A: I see no reason it will not work. The bamboo is thick walled, apparently, very strong. A large overhang is very important, as well as good ventilation and no contact with soil — which you addressed. Cool! Post some pics.

Q: I would like to use bamboo poles as clading (siding) for the exterior of the house. I am in Toronto, Canada. Is the bamboo okay for the climate here?

A: Split it, attach it vertically, paint it or protect it with some exterior grade paint or varnish. If protected from the weather with overhangs, and re-coated periodically as needed,it will last. Otherwise, it will crack, rot, turn grey, and deteriorate within years.

Q: I am from India and am coming up with bamboo cottages at Goa. I am planning 14 ft x 14 ft self contained cottages. I want to have a horizontal bamboo design on all the 4 sides of cottages from outside. What material I should use inside, so that I can have bamboo feel and at the same time the rain water will not seep in.

A: Vertical bamboo. split in half, and offset, would provide ventilation while minimizing possible deterioration of the bamboo from prolonged exposure to moisture. Mounted on horizontal slats, the bamboo should be kept off the floor, or ground. A large overhang is very important.

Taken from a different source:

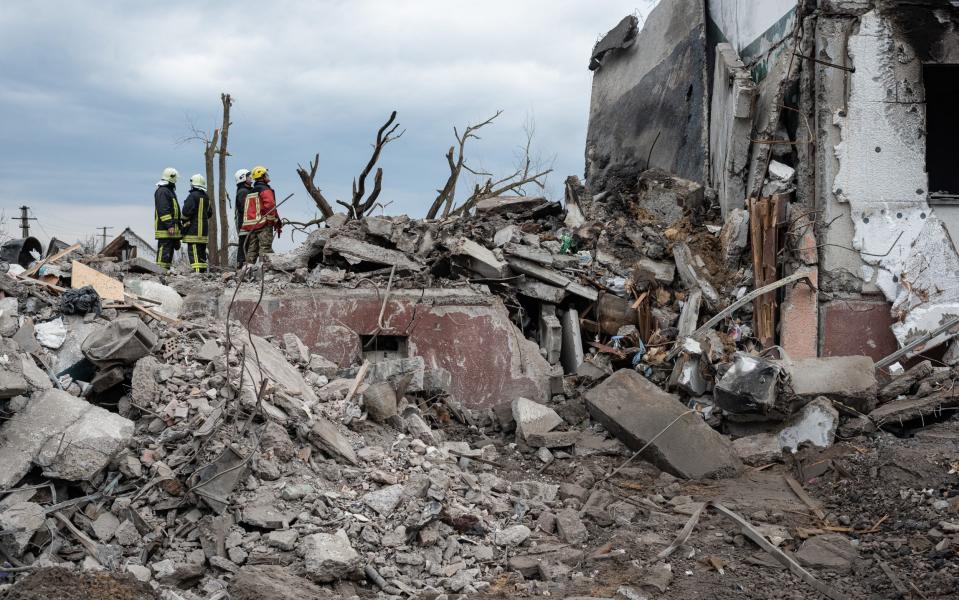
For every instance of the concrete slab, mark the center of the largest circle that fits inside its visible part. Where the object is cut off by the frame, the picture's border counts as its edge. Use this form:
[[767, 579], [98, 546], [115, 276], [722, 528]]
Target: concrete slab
[[635, 410], [847, 379], [69, 437], [851, 327], [532, 417], [572, 355]]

Q: Is there a strong possibility of the bamboo splitting as there is no humidity here because the bamboo is wanting a more tropical climate?

A: You are correct- whole bamboo will split in your dry climate. I would not attempt building with any whole culms. A split bamboo, woven wall system would work, however.

Q: I’m an architect working in Malaysian Borneo. We have a project under construction at the moment where we are trying to get curved bamboo roof trusses. However, we are having problems with the bamboo splitting. We are using freshly cut bamboo and are notching it at the underside of the apex. We are considering soaking it and then trying to bend it over a flame. Do you have any suggestions? Ideally we want to achieve not only a curve at the apex, but an evenly arched truss which curves gently long its whole length.

A: Bending it with a flame works, but only at a localized area. And you can count on some amount of spring back. To get an evenly curved truss is problematic. Splitting, and making a pseudo laminate is an alternative, but not the same effect.